Untuk itu, Lembaga Kebijakan Pengadaan Barang/Jasa Pemerintah atau LKPP bersinergi dengan Badan Pengawasan Keuangan dan Pembangunan (BPKP) mengidentifikasi empat anomali proses belanja melalui Katalog Elektronik. Adapun anomali tersebut di antaranya, pertama yaitu ketika pembelian barang dilakukan pada vendor yang sama secara terus menerus. Kedua, ketika barang yang dibeli mengalami kenaikan harga tiba-tiba, tapi setelah dibeli harga barang kembali turun. Ketiga kecepatan transaksi pertama dari sejak produk tayang di Katalog Elektronik. Keempat adalah kecepatan status penyelesaian suatu transaksi yang kurang dari 60 menit.

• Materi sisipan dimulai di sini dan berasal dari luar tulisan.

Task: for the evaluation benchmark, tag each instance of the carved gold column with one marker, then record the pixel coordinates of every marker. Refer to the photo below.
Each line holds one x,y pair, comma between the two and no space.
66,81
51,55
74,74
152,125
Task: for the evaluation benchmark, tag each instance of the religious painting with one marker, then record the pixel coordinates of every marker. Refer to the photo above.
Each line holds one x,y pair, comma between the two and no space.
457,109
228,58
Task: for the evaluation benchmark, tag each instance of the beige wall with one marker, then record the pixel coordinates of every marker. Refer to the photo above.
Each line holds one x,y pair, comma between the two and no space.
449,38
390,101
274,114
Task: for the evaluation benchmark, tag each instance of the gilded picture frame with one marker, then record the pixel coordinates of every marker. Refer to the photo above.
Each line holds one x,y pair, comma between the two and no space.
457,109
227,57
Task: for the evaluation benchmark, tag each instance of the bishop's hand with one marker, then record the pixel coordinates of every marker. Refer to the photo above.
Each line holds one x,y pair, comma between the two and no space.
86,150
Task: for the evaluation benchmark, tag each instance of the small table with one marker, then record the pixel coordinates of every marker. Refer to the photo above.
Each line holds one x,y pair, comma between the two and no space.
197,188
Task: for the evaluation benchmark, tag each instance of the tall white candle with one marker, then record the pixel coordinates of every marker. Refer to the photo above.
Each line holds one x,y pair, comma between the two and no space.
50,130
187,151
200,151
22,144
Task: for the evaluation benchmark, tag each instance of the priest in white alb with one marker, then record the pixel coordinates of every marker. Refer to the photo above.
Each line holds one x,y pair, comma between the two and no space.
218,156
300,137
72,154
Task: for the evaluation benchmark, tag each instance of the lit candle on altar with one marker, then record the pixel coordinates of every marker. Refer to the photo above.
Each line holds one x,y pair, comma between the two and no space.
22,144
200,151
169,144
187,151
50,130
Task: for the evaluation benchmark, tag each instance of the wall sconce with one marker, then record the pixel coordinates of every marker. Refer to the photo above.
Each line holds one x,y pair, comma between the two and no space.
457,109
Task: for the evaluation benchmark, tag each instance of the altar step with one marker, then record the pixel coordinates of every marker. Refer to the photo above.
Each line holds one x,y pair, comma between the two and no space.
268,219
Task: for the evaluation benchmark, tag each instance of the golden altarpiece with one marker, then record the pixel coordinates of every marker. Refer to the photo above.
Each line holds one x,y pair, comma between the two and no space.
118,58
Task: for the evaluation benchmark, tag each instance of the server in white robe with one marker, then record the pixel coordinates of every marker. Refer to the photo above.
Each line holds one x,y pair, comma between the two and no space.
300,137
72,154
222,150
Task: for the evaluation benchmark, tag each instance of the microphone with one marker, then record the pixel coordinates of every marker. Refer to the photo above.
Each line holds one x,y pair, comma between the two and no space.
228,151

Melihat praktik tersebut LKPP tidak tinggal diam, LKPP bekerja sama dengan Govtech Procurement membangun aplikasi fitur pengawasan e-Audit yang nantinya dapat diakses oleh Aparat Pengawasan Intern Pemerintah (APIP) untuk melakukan pengawasan belanja pemerintah melalui katalog elektronik. Fitur tersebut resmi diluncurkan bertepatan dalam giat Rakornas Pencegahan Korupsi dalam Pengadaan Barang/Jasa pada Rabu (6/3) di Gedung Juang KPK RI.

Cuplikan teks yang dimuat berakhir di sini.